Le défi est donc d’apprendre à surfer sur la vague de l’innovation et de la technologie tout en admettant qu’il faille anticiper les dérives de leurs usages. Mais pour cela, il faut comprendre ce qu’est véritablement l’éthique et quelle place va-t-on lui donner dans l’entreprise et dans l’innovation. Car il est évident qu’en 2023, cette discipline n’est pas encore suffisamment formalisée dans les gouvernances de toutes les entreprises.
Elle doit s’appliquer sur et s’impliquer dans toutes les chaines de valeur de l’entreprise, et devenir une partie prenante à part entière pouvant intervenir dans l’ensemble des processus, de l’élaboration jusqu’à la commercialisation en passant par le développement, la gestion et la coordination de la mise en œuvre du projet.

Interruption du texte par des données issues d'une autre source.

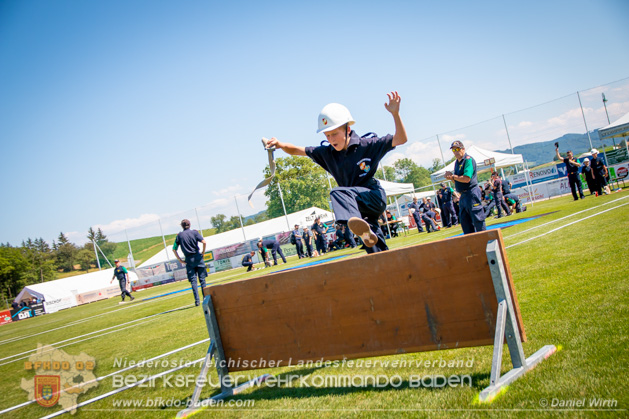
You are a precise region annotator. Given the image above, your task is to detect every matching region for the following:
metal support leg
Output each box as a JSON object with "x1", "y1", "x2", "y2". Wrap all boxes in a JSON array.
[{"x1": 479, "y1": 240, "x2": 557, "y2": 403}]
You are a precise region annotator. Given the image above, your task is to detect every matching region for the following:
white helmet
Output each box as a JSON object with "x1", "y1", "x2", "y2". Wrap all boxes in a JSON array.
[{"x1": 317, "y1": 103, "x2": 355, "y2": 134}]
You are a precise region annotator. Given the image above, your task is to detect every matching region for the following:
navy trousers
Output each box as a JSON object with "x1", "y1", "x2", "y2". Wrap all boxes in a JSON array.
[
  {"x1": 330, "y1": 186, "x2": 389, "y2": 253},
  {"x1": 186, "y1": 253, "x2": 207, "y2": 305},
  {"x1": 459, "y1": 187, "x2": 486, "y2": 234}
]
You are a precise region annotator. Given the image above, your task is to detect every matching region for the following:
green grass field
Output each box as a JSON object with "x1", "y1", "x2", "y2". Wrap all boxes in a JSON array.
[{"x1": 0, "y1": 192, "x2": 629, "y2": 418}]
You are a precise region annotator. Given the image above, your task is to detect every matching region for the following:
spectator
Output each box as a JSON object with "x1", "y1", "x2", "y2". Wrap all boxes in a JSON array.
[
  {"x1": 555, "y1": 147, "x2": 585, "y2": 201},
  {"x1": 491, "y1": 172, "x2": 511, "y2": 218},
  {"x1": 242, "y1": 250, "x2": 256, "y2": 272},
  {"x1": 290, "y1": 224, "x2": 306, "y2": 259},
  {"x1": 385, "y1": 210, "x2": 398, "y2": 237},
  {"x1": 312, "y1": 217, "x2": 328, "y2": 255},
  {"x1": 591, "y1": 148, "x2": 611, "y2": 195},
  {"x1": 446, "y1": 141, "x2": 487, "y2": 234},
  {"x1": 581, "y1": 157, "x2": 598, "y2": 195},
  {"x1": 258, "y1": 238, "x2": 286, "y2": 266},
  {"x1": 408, "y1": 197, "x2": 424, "y2": 233},
  {"x1": 303, "y1": 227, "x2": 318, "y2": 258}
]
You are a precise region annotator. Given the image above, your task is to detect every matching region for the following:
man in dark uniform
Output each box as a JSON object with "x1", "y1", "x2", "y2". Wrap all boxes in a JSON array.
[
  {"x1": 242, "y1": 250, "x2": 256, "y2": 272},
  {"x1": 591, "y1": 148, "x2": 611, "y2": 195},
  {"x1": 258, "y1": 239, "x2": 286, "y2": 265},
  {"x1": 439, "y1": 183, "x2": 459, "y2": 228},
  {"x1": 555, "y1": 147, "x2": 585, "y2": 201},
  {"x1": 267, "y1": 92, "x2": 407, "y2": 253},
  {"x1": 491, "y1": 172, "x2": 511, "y2": 218},
  {"x1": 303, "y1": 227, "x2": 314, "y2": 258},
  {"x1": 312, "y1": 217, "x2": 328, "y2": 255},
  {"x1": 109, "y1": 259, "x2": 135, "y2": 301},
  {"x1": 446, "y1": 141, "x2": 486, "y2": 234},
  {"x1": 581, "y1": 157, "x2": 598, "y2": 195},
  {"x1": 173, "y1": 219, "x2": 207, "y2": 306},
  {"x1": 290, "y1": 224, "x2": 306, "y2": 259},
  {"x1": 408, "y1": 197, "x2": 424, "y2": 233}
]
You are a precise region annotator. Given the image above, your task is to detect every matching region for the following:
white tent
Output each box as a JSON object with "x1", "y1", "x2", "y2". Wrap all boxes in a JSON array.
[
  {"x1": 15, "y1": 268, "x2": 138, "y2": 313},
  {"x1": 430, "y1": 145, "x2": 524, "y2": 182},
  {"x1": 598, "y1": 113, "x2": 629, "y2": 141},
  {"x1": 140, "y1": 207, "x2": 334, "y2": 266}
]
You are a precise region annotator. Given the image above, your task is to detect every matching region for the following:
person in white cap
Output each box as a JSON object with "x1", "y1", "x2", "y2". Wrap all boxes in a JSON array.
[
  {"x1": 590, "y1": 148, "x2": 611, "y2": 196},
  {"x1": 267, "y1": 92, "x2": 407, "y2": 253}
]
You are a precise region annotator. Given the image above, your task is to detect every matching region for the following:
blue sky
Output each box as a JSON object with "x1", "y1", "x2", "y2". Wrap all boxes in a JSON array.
[{"x1": 0, "y1": 0, "x2": 629, "y2": 245}]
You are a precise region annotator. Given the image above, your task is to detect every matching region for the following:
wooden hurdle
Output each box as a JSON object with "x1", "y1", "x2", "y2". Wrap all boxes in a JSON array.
[{"x1": 179, "y1": 230, "x2": 556, "y2": 417}]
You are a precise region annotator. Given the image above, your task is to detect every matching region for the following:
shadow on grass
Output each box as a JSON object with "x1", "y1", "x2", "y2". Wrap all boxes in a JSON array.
[{"x1": 169, "y1": 368, "x2": 490, "y2": 408}]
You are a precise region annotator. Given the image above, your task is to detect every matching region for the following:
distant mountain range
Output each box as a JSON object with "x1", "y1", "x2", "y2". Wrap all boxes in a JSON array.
[{"x1": 495, "y1": 130, "x2": 610, "y2": 167}]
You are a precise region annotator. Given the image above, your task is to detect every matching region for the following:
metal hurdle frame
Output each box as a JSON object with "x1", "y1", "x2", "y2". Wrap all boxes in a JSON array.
[
  {"x1": 177, "y1": 240, "x2": 557, "y2": 418},
  {"x1": 177, "y1": 295, "x2": 271, "y2": 418},
  {"x1": 479, "y1": 240, "x2": 557, "y2": 403}
]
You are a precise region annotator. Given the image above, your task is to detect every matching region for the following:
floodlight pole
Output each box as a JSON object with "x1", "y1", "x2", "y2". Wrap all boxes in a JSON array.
[
  {"x1": 234, "y1": 195, "x2": 247, "y2": 241},
  {"x1": 577, "y1": 91, "x2": 592, "y2": 151},
  {"x1": 502, "y1": 114, "x2": 515, "y2": 154},
  {"x1": 278, "y1": 180, "x2": 291, "y2": 234},
  {"x1": 157, "y1": 218, "x2": 170, "y2": 260},
  {"x1": 601, "y1": 93, "x2": 616, "y2": 149},
  {"x1": 437, "y1": 134, "x2": 446, "y2": 167},
  {"x1": 92, "y1": 240, "x2": 101, "y2": 271},
  {"x1": 124, "y1": 228, "x2": 135, "y2": 272}
]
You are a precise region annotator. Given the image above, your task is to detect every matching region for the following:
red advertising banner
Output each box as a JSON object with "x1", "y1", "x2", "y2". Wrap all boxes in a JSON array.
[{"x1": 0, "y1": 310, "x2": 11, "y2": 324}]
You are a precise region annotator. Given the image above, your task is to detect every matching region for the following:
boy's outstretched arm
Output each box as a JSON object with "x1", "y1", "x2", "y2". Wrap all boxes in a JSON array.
[
  {"x1": 267, "y1": 137, "x2": 306, "y2": 156},
  {"x1": 384, "y1": 92, "x2": 408, "y2": 147}
]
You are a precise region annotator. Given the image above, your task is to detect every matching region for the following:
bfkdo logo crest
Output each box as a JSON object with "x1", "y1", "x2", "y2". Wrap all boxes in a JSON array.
[
  {"x1": 35, "y1": 375, "x2": 61, "y2": 407},
  {"x1": 356, "y1": 159, "x2": 371, "y2": 176}
]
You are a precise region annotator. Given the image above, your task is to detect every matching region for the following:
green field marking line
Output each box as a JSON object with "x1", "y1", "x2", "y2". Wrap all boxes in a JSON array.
[
  {"x1": 0, "y1": 295, "x2": 188, "y2": 346},
  {"x1": 504, "y1": 196, "x2": 629, "y2": 240},
  {"x1": 0, "y1": 304, "x2": 193, "y2": 366},
  {"x1": 505, "y1": 202, "x2": 629, "y2": 249},
  {"x1": 0, "y1": 338, "x2": 210, "y2": 415}
]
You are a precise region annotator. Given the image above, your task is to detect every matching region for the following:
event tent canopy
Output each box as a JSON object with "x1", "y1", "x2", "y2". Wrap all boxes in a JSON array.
[
  {"x1": 378, "y1": 179, "x2": 415, "y2": 196},
  {"x1": 430, "y1": 145, "x2": 524, "y2": 182},
  {"x1": 140, "y1": 207, "x2": 334, "y2": 266},
  {"x1": 14, "y1": 268, "x2": 137, "y2": 313},
  {"x1": 598, "y1": 113, "x2": 629, "y2": 141}
]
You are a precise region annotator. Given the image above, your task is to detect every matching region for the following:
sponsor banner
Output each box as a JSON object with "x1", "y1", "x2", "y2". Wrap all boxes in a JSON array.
[
  {"x1": 44, "y1": 295, "x2": 78, "y2": 313},
  {"x1": 11, "y1": 306, "x2": 33, "y2": 322},
  {"x1": 30, "y1": 303, "x2": 46, "y2": 316},
  {"x1": 608, "y1": 162, "x2": 629, "y2": 180},
  {"x1": 0, "y1": 310, "x2": 12, "y2": 324},
  {"x1": 599, "y1": 147, "x2": 628, "y2": 166},
  {"x1": 214, "y1": 259, "x2": 232, "y2": 272},
  {"x1": 528, "y1": 163, "x2": 556, "y2": 184}
]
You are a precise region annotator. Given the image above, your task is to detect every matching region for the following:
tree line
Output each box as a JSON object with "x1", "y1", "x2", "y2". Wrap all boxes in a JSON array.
[{"x1": 0, "y1": 227, "x2": 116, "y2": 300}]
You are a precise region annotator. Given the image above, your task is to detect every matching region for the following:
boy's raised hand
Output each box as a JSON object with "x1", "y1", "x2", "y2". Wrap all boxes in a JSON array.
[{"x1": 384, "y1": 92, "x2": 402, "y2": 114}]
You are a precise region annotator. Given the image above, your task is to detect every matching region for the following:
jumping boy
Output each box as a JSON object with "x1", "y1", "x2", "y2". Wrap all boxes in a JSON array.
[{"x1": 267, "y1": 92, "x2": 407, "y2": 253}]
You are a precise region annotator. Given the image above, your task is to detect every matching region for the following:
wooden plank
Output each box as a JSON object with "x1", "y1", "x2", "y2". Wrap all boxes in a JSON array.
[{"x1": 204, "y1": 230, "x2": 525, "y2": 371}]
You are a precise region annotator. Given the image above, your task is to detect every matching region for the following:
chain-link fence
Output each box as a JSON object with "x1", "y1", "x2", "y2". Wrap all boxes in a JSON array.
[{"x1": 94, "y1": 78, "x2": 629, "y2": 270}]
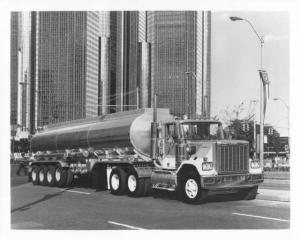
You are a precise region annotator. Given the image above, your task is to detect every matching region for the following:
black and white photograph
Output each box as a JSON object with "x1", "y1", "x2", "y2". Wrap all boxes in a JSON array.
[{"x1": 1, "y1": 1, "x2": 297, "y2": 235}]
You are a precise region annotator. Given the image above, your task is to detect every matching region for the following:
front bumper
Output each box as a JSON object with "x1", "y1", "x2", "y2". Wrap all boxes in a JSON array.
[{"x1": 201, "y1": 174, "x2": 264, "y2": 190}]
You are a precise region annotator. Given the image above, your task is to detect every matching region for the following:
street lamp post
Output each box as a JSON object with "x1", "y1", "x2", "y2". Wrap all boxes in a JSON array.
[
  {"x1": 185, "y1": 71, "x2": 207, "y2": 118},
  {"x1": 230, "y1": 17, "x2": 265, "y2": 168},
  {"x1": 273, "y1": 97, "x2": 290, "y2": 146}
]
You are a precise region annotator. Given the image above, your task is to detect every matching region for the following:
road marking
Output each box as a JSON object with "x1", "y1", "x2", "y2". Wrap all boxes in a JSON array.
[
  {"x1": 232, "y1": 212, "x2": 290, "y2": 222},
  {"x1": 61, "y1": 189, "x2": 91, "y2": 195},
  {"x1": 108, "y1": 221, "x2": 146, "y2": 230}
]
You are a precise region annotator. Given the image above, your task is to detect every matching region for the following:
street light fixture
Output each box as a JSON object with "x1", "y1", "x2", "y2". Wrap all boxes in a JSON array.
[
  {"x1": 229, "y1": 16, "x2": 265, "y2": 168},
  {"x1": 273, "y1": 98, "x2": 290, "y2": 111}
]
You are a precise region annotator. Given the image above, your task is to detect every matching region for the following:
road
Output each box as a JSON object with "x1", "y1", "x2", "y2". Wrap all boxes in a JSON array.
[{"x1": 11, "y1": 177, "x2": 290, "y2": 230}]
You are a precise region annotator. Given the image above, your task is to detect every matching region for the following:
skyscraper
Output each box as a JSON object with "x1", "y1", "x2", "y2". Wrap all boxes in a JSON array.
[
  {"x1": 100, "y1": 11, "x2": 150, "y2": 113},
  {"x1": 10, "y1": 12, "x2": 31, "y2": 135},
  {"x1": 32, "y1": 12, "x2": 99, "y2": 128},
  {"x1": 147, "y1": 11, "x2": 211, "y2": 117}
]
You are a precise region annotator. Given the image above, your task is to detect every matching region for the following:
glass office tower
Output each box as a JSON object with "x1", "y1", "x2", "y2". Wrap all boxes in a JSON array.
[
  {"x1": 33, "y1": 11, "x2": 99, "y2": 128},
  {"x1": 147, "y1": 11, "x2": 211, "y2": 118}
]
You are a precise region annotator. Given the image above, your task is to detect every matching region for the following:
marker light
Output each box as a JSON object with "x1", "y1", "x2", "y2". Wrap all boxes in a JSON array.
[{"x1": 202, "y1": 162, "x2": 213, "y2": 171}]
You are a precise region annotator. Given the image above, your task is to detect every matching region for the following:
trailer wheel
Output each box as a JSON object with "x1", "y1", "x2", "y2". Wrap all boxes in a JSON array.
[
  {"x1": 55, "y1": 166, "x2": 67, "y2": 187},
  {"x1": 31, "y1": 166, "x2": 40, "y2": 185},
  {"x1": 127, "y1": 171, "x2": 145, "y2": 197},
  {"x1": 38, "y1": 166, "x2": 48, "y2": 186},
  {"x1": 92, "y1": 168, "x2": 107, "y2": 191},
  {"x1": 46, "y1": 165, "x2": 56, "y2": 187},
  {"x1": 144, "y1": 178, "x2": 153, "y2": 196},
  {"x1": 237, "y1": 186, "x2": 258, "y2": 200},
  {"x1": 66, "y1": 168, "x2": 74, "y2": 186},
  {"x1": 109, "y1": 168, "x2": 127, "y2": 195},
  {"x1": 180, "y1": 171, "x2": 207, "y2": 204}
]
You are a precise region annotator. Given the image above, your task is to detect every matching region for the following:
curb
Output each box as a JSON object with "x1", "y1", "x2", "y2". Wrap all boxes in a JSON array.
[{"x1": 256, "y1": 189, "x2": 290, "y2": 202}]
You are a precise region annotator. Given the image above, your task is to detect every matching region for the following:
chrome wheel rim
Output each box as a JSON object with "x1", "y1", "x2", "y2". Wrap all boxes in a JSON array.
[
  {"x1": 185, "y1": 179, "x2": 198, "y2": 199},
  {"x1": 111, "y1": 174, "x2": 120, "y2": 190},
  {"x1": 128, "y1": 174, "x2": 137, "y2": 192}
]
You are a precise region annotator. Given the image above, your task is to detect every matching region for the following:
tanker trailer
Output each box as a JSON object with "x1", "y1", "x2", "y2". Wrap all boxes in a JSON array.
[
  {"x1": 30, "y1": 109, "x2": 174, "y2": 195},
  {"x1": 30, "y1": 99, "x2": 263, "y2": 204}
]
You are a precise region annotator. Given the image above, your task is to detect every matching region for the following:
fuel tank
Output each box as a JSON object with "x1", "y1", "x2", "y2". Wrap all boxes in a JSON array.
[{"x1": 30, "y1": 108, "x2": 174, "y2": 157}]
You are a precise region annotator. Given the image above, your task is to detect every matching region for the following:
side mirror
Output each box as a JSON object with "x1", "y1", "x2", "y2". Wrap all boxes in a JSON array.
[
  {"x1": 191, "y1": 145, "x2": 196, "y2": 154},
  {"x1": 187, "y1": 145, "x2": 196, "y2": 155}
]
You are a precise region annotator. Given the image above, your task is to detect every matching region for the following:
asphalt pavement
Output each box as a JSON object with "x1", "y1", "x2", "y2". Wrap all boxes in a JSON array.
[{"x1": 11, "y1": 176, "x2": 290, "y2": 230}]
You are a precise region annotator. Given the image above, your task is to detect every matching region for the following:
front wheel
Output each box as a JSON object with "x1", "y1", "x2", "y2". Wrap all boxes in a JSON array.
[
  {"x1": 181, "y1": 172, "x2": 207, "y2": 204},
  {"x1": 31, "y1": 166, "x2": 40, "y2": 185},
  {"x1": 55, "y1": 166, "x2": 68, "y2": 187}
]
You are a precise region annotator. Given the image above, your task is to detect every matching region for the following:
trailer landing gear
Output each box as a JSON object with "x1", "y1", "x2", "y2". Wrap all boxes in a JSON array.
[{"x1": 109, "y1": 168, "x2": 127, "y2": 195}]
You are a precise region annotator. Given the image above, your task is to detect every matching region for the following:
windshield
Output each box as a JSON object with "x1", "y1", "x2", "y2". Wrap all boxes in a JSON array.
[{"x1": 181, "y1": 122, "x2": 224, "y2": 140}]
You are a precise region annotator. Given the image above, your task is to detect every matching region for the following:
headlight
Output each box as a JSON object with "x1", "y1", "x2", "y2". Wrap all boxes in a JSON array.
[
  {"x1": 250, "y1": 161, "x2": 260, "y2": 168},
  {"x1": 202, "y1": 162, "x2": 213, "y2": 171}
]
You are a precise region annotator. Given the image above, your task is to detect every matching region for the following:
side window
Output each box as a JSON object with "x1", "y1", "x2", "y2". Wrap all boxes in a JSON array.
[{"x1": 166, "y1": 124, "x2": 178, "y2": 139}]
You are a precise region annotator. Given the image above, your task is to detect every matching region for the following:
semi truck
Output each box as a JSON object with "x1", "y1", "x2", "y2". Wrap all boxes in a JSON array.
[{"x1": 29, "y1": 98, "x2": 263, "y2": 204}]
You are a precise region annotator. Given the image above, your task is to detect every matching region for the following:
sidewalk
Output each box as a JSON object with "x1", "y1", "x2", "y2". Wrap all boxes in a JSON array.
[{"x1": 264, "y1": 171, "x2": 290, "y2": 180}]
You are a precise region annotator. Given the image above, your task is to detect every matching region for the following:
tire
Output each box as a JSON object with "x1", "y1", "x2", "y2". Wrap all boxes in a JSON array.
[
  {"x1": 66, "y1": 168, "x2": 74, "y2": 186},
  {"x1": 109, "y1": 168, "x2": 127, "y2": 195},
  {"x1": 38, "y1": 166, "x2": 48, "y2": 186},
  {"x1": 144, "y1": 178, "x2": 153, "y2": 196},
  {"x1": 126, "y1": 170, "x2": 145, "y2": 197},
  {"x1": 54, "y1": 166, "x2": 67, "y2": 187},
  {"x1": 237, "y1": 186, "x2": 258, "y2": 200},
  {"x1": 46, "y1": 165, "x2": 56, "y2": 187},
  {"x1": 31, "y1": 166, "x2": 40, "y2": 185},
  {"x1": 92, "y1": 168, "x2": 107, "y2": 191},
  {"x1": 180, "y1": 171, "x2": 207, "y2": 204}
]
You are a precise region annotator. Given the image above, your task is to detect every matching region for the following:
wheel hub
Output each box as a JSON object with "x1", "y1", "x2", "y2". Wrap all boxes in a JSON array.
[
  {"x1": 39, "y1": 170, "x2": 44, "y2": 182},
  {"x1": 128, "y1": 174, "x2": 137, "y2": 192},
  {"x1": 55, "y1": 170, "x2": 61, "y2": 181},
  {"x1": 47, "y1": 171, "x2": 52, "y2": 183},
  {"x1": 185, "y1": 179, "x2": 198, "y2": 199},
  {"x1": 111, "y1": 174, "x2": 120, "y2": 190},
  {"x1": 31, "y1": 170, "x2": 36, "y2": 181}
]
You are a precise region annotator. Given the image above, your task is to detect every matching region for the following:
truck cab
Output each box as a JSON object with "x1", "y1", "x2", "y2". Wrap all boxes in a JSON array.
[{"x1": 152, "y1": 120, "x2": 263, "y2": 203}]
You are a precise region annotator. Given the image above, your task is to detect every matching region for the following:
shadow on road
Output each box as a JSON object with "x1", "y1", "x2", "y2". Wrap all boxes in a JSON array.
[{"x1": 11, "y1": 191, "x2": 64, "y2": 213}]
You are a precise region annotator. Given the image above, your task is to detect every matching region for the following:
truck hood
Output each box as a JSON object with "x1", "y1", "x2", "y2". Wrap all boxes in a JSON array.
[{"x1": 187, "y1": 140, "x2": 248, "y2": 159}]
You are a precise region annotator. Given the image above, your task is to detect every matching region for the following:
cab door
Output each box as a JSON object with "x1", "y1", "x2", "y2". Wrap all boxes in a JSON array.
[{"x1": 163, "y1": 123, "x2": 178, "y2": 168}]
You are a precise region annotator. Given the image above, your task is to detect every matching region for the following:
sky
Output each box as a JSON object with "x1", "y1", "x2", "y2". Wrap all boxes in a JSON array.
[{"x1": 211, "y1": 11, "x2": 289, "y2": 136}]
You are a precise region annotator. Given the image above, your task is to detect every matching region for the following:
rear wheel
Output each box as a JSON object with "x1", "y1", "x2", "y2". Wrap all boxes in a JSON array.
[
  {"x1": 127, "y1": 171, "x2": 145, "y2": 197},
  {"x1": 38, "y1": 166, "x2": 48, "y2": 186},
  {"x1": 46, "y1": 165, "x2": 56, "y2": 187},
  {"x1": 181, "y1": 171, "x2": 207, "y2": 204},
  {"x1": 55, "y1": 166, "x2": 67, "y2": 187},
  {"x1": 109, "y1": 168, "x2": 127, "y2": 195},
  {"x1": 31, "y1": 166, "x2": 40, "y2": 185}
]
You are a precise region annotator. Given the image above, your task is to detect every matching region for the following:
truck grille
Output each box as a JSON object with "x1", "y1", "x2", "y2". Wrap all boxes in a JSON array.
[{"x1": 216, "y1": 143, "x2": 249, "y2": 174}]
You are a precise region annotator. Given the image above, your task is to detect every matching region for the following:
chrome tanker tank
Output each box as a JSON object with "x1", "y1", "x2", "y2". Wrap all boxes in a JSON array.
[{"x1": 31, "y1": 108, "x2": 174, "y2": 157}]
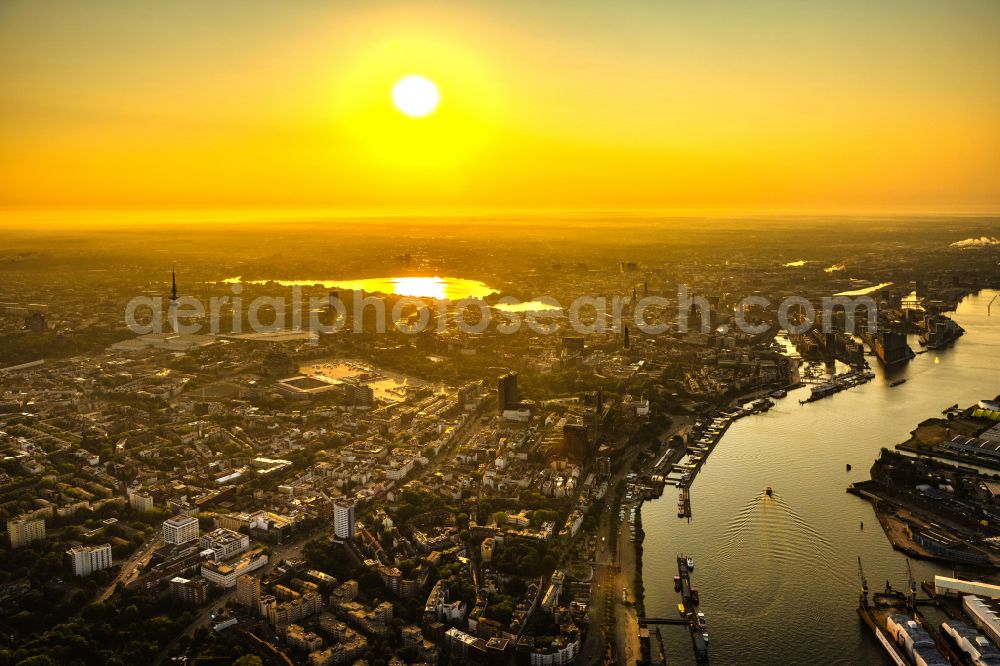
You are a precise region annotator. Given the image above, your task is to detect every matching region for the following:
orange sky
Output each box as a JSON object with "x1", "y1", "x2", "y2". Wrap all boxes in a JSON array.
[{"x1": 0, "y1": 0, "x2": 1000, "y2": 211}]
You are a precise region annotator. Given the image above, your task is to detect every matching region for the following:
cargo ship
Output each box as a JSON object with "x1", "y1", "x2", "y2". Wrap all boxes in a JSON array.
[{"x1": 858, "y1": 558, "x2": 951, "y2": 666}]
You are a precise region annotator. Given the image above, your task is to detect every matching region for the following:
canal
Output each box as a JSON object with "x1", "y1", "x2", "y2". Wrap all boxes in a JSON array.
[{"x1": 642, "y1": 291, "x2": 1000, "y2": 665}]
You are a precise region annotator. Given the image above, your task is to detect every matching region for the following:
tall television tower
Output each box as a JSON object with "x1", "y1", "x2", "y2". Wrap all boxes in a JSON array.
[{"x1": 167, "y1": 265, "x2": 177, "y2": 333}]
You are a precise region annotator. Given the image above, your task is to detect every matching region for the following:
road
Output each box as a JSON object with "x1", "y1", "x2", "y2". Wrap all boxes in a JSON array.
[
  {"x1": 579, "y1": 417, "x2": 694, "y2": 665},
  {"x1": 97, "y1": 532, "x2": 163, "y2": 603}
]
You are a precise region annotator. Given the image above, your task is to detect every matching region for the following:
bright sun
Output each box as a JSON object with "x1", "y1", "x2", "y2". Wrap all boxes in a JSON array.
[{"x1": 392, "y1": 76, "x2": 441, "y2": 118}]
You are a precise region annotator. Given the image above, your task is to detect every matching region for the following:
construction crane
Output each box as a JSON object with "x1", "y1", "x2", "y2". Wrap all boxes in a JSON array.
[
  {"x1": 906, "y1": 558, "x2": 917, "y2": 613},
  {"x1": 858, "y1": 555, "x2": 868, "y2": 608}
]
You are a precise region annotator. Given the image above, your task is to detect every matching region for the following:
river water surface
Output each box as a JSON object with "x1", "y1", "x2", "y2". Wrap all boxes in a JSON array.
[{"x1": 642, "y1": 291, "x2": 1000, "y2": 664}]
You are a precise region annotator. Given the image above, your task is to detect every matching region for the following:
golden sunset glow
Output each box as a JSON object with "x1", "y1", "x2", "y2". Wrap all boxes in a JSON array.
[
  {"x1": 0, "y1": 0, "x2": 1000, "y2": 210},
  {"x1": 392, "y1": 76, "x2": 441, "y2": 118}
]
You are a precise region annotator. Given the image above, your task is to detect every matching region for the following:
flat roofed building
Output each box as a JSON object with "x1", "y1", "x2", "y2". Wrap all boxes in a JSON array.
[
  {"x1": 163, "y1": 516, "x2": 198, "y2": 545},
  {"x1": 201, "y1": 549, "x2": 267, "y2": 588},
  {"x1": 170, "y1": 576, "x2": 208, "y2": 606},
  {"x1": 66, "y1": 543, "x2": 112, "y2": 576},
  {"x1": 7, "y1": 518, "x2": 45, "y2": 548},
  {"x1": 198, "y1": 527, "x2": 250, "y2": 562}
]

Or, pour que l’éthique puisse prendre toute sa place, il faut au préalable clarifier les termes, car une confusion trop importante avec la morale, ne lui permet pas d’être ce qu’elle est véritablement. L’éthique et la morale renvoient toutes les deux à l’idée de mœurs, l’une provenant du latin mores, l’autre, du grec ethos. Elles renvoient à une dimension importante des actions humaines, visible dans des situations de la vie courante. En français, on utilise le mot ethos pour parler d’une façon d’agir propre à un groupe d’individus, d’un
code de conduite qu’il ne serait pas même nécessaire de transcrire car manifeste (Ricoeur, 1990).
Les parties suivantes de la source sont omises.